The International Energy Agency(IEA) has published its World Energy Outlook 2021 (WEO) report.

What is the purpose of the World Energy Outlook report?

The goal of the report is to assess progress made by countries on their clean energy transitions ahead of the 26th Conference of Parties meeting in Glasgow next month.

What are the Key Findings of the World Energy Outlook report?

The report explores two scenarios to gain insights into how the global energy sector may develop over the next three decades:

Stated Policies Scenario

It represents a path based on the energy and climate measures governments have actually put in place to date, as well as specific policy initiatives that are under development. 

In this scenario, global average temperatures will rise to 2.6 °C above pre-industrial levels by 2100.

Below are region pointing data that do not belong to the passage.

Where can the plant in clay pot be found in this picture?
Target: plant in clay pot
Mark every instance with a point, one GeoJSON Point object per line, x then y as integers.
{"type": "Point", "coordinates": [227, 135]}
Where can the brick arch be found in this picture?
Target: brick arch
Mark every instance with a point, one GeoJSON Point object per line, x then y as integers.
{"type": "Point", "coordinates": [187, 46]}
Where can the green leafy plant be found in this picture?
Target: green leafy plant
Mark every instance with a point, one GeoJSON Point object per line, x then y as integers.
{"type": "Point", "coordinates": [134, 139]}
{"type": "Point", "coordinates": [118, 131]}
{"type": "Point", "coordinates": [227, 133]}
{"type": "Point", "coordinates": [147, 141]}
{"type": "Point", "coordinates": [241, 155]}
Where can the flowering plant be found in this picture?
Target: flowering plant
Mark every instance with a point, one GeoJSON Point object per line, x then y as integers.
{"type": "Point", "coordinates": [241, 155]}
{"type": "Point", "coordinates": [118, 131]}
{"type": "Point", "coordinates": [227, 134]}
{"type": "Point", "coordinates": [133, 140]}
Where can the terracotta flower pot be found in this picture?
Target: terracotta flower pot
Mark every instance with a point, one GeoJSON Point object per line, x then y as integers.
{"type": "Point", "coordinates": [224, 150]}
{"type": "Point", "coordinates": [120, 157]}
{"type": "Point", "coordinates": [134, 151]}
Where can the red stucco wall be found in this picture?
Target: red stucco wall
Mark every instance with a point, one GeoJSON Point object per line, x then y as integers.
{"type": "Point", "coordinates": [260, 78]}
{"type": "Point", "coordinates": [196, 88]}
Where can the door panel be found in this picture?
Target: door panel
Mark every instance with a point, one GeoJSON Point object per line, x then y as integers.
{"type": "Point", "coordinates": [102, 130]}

Announced Pledges Scenario 

It maps out a path in which the nationally determined contributions and net-zero emissions pledges announced by governments so far are implemented in time and in full. 

In this scenario, global energy-related carbon dioxide emissions will reduce by 40% by 2050. Yet, global temperatures will still rise by 2.1 degrees Celsius above pre-industrial levels in 2100.  

Investment in Clean Energy

To achieve the Paris Agreement’s 1.5-degree goal, investments in clean energy must reach $4 trillion by 2030, 70% of which will focus on developing countries.

Moreover, major energy decarbonisation measures should be on the shoulders of the developed countries. However, developed countries are proceeding with their oil and gas exploration plans, with the United States opening up the Gulf of Mexico for drilling and the UK approving new projects in the North Sea.

World Energy Outlook report on India

The report has praised India as a success story for financing renewable energy towards the achievement of its 450 GW target. 

But coal remains deeply entrenched in the economy, with the auctioning of mines to private investors continuing unabated.